If the MAU data answers the question of "how is Farcaster doing," then another question is: how big is this market itself?
Crypto creator Wiimee provided a set of striking comparative data on X.

After an "unexpected leap out of the crypto content circle," Wiimee created content for a general audience for four consecutive days, and his analysis showed that he gained 2.7 million exposures in about 100 hours, more than double the total views of all his crypto content in a year.
He stated:
"Crypto Twitter is a bubble, and it’s small. Four years talking to insiders is not as effective as four days talking to the public."
This is not a direct criticism of Farcaster, but reveals a deeper issue:
Crypto social is itself a highly self-circulating ecosystem with very weak spillover ability. When content, relationships, and attention are confined to the same group of native users, no matter how sophisticated the protocol design is, it is difficult to break through the upper limit of market scale.
This means that Farcaster is facing not a "product quality" issue, but a problem of "not enough people in the market."
Wallets, on the other hand, have found PMF
What truly changed Farcaster's internal judgment was not a reflection on social, but an unexpected validation of wallets.
Earlier in 2024, Farcaster launched a built-in wallet in the application, initially intended as a supplement to the social experience. However, from the usage data, the growth slope, usage frequency, and retention performance of the wallet were clearly different from those of the social module.
Dan Romero emphasized in a public response:
"Every new wallet user who is added and retained is a new user of the protocol."

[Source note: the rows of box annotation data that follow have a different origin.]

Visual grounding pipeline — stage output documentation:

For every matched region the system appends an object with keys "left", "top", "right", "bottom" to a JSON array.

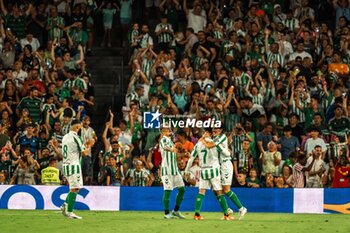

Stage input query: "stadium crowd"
[
  {"left": 0, "top": 0, "right": 350, "bottom": 188},
  {"left": 0, "top": 0, "right": 97, "bottom": 184}
]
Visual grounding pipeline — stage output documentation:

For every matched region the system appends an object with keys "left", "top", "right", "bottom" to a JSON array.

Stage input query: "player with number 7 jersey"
[
  {"left": 61, "top": 120, "right": 95, "bottom": 219},
  {"left": 185, "top": 129, "right": 233, "bottom": 220},
  {"left": 159, "top": 125, "right": 185, "bottom": 219}
]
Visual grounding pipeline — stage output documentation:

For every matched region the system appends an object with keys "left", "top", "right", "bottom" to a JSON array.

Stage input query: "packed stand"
[
  {"left": 0, "top": 0, "right": 98, "bottom": 185},
  {"left": 99, "top": 0, "right": 350, "bottom": 188}
]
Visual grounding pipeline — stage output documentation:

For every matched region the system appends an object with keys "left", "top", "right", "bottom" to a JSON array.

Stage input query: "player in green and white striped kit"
[
  {"left": 206, "top": 128, "right": 247, "bottom": 220},
  {"left": 159, "top": 126, "right": 185, "bottom": 219},
  {"left": 61, "top": 120, "right": 95, "bottom": 219},
  {"left": 185, "top": 130, "right": 233, "bottom": 220}
]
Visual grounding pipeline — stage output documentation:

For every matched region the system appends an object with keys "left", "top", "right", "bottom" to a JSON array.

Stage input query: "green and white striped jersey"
[
  {"left": 214, "top": 134, "right": 231, "bottom": 164},
  {"left": 126, "top": 168, "right": 149, "bottom": 186},
  {"left": 266, "top": 52, "right": 284, "bottom": 68},
  {"left": 62, "top": 131, "right": 85, "bottom": 176},
  {"left": 284, "top": 18, "right": 299, "bottom": 31},
  {"left": 159, "top": 136, "right": 180, "bottom": 176},
  {"left": 155, "top": 23, "right": 173, "bottom": 43},
  {"left": 232, "top": 72, "right": 252, "bottom": 97},
  {"left": 231, "top": 134, "right": 245, "bottom": 155},
  {"left": 191, "top": 139, "right": 220, "bottom": 180}
]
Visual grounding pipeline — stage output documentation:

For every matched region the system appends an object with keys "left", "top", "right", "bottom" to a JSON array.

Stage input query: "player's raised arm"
[{"left": 185, "top": 144, "right": 198, "bottom": 173}]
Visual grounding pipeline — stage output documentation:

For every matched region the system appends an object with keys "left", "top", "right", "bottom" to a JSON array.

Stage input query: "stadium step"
[{"left": 86, "top": 44, "right": 130, "bottom": 136}]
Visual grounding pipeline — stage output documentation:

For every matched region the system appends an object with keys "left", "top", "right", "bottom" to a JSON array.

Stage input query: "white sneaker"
[
  {"left": 171, "top": 210, "right": 186, "bottom": 219},
  {"left": 66, "top": 212, "right": 82, "bottom": 219},
  {"left": 164, "top": 213, "right": 174, "bottom": 219},
  {"left": 60, "top": 203, "right": 68, "bottom": 216},
  {"left": 238, "top": 207, "right": 248, "bottom": 220}
]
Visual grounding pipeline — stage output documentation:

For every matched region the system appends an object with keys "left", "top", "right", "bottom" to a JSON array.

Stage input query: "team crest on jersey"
[{"left": 143, "top": 110, "right": 162, "bottom": 129}]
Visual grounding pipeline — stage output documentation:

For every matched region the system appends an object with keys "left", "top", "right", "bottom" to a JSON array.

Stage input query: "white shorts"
[
  {"left": 103, "top": 23, "right": 113, "bottom": 30},
  {"left": 66, "top": 173, "right": 83, "bottom": 189},
  {"left": 199, "top": 176, "right": 222, "bottom": 191},
  {"left": 162, "top": 175, "right": 185, "bottom": 190},
  {"left": 146, "top": 0, "right": 160, "bottom": 8},
  {"left": 220, "top": 161, "right": 233, "bottom": 185}
]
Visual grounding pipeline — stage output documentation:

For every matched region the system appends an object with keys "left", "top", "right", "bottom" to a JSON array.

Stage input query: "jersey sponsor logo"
[
  {"left": 143, "top": 110, "right": 162, "bottom": 129},
  {"left": 143, "top": 110, "right": 222, "bottom": 129}
]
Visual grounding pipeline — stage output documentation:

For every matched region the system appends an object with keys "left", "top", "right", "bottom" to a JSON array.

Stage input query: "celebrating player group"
[{"left": 159, "top": 125, "right": 247, "bottom": 220}]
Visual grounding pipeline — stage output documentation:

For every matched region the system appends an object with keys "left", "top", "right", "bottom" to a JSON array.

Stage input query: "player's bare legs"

This statement itself reveals the core logic behind the route adjustment. The wallet faces not "expressive desires," but real, rigid on-chain behavioral demands: transfers, transactions, signatures, and interactions with new applications.
In October, Farcaster acquired the AI Agent-driven token issuance tool Clanker and began to gradually integrate it into the wallet system, an action seen as a clear bet on the "wallet-first" path by the team.

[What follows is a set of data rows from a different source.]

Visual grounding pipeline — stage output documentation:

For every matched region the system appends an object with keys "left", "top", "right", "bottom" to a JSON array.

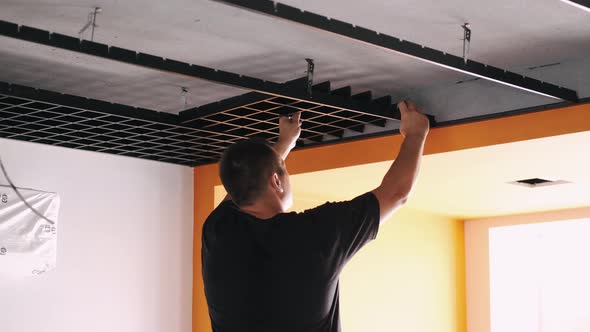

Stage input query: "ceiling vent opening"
[{"left": 510, "top": 178, "right": 568, "bottom": 188}]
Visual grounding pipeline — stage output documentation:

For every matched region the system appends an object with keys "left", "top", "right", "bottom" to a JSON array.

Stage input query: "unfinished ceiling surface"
[{"left": 0, "top": 0, "right": 590, "bottom": 165}]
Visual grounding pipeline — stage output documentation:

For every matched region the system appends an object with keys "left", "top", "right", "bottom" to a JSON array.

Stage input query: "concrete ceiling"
[
  {"left": 291, "top": 132, "right": 590, "bottom": 219},
  {"left": 0, "top": 0, "right": 590, "bottom": 121}
]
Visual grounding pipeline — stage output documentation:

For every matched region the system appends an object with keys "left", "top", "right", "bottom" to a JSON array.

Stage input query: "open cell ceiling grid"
[
  {"left": 0, "top": 1, "right": 578, "bottom": 166},
  {"left": 179, "top": 79, "right": 399, "bottom": 146}
]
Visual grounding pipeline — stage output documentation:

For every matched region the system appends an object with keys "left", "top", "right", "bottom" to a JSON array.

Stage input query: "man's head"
[{"left": 219, "top": 139, "right": 292, "bottom": 211}]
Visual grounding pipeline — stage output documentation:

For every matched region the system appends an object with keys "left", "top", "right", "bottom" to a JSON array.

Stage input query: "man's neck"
[{"left": 240, "top": 199, "right": 283, "bottom": 219}]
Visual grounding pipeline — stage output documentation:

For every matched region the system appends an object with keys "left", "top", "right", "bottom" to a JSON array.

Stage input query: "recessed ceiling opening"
[{"left": 509, "top": 178, "right": 569, "bottom": 188}]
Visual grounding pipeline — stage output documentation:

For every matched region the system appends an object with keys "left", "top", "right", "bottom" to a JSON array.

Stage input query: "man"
[{"left": 202, "top": 101, "right": 429, "bottom": 332}]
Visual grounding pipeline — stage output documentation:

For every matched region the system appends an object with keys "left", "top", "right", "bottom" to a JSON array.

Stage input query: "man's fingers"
[{"left": 291, "top": 111, "right": 301, "bottom": 123}]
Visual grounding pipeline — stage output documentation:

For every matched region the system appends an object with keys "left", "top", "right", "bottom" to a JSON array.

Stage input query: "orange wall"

From a business perspective, this direction has clear advantages:
- Higher usage frequency
- Clearer monetization paths
- Tighter binding with the on-chain ecosystem
In contrast, social seems more like a nice-to-have rather than an engine driving growth.
Although the wallet strategy stands up to data scrutiny, community controversy has followed.
Several long-term users have clearly stated that they do not oppose the wallet itself, but feel uncomfortable with the accompanying cultural shift: from "users" being redefined as "traders," and from "co-builders" being labeled as "old guard."
This exposes a real issue: when the product direction changes, community sentiment is often harder to shift than the roadmap. The protocol layer of Farcaster remains decentralized, but the choice of product direction is still concentrated in the hands of the team. This tension is amplified during the transformation.
Romero later acknowledged communication issues but also made it clear that the team has made a choice.

This is not arrogance, but a common reality decision faced by entrepreneurial projects in the later stages of their lifecycle. In this sense, Farcaster has not abandoned the ideal of social, but rather the fantasy of scaling it.
Perhaps, as one observer put it:
"First, let users stay for the tools, then there will be space for social interaction."
Farcaster's choice may not be the most romantic, but it could be the most realistic one; deeply integrating native financial tools (wallets, transactions, issuance) is the practical path to transforming into sustainable commercial value.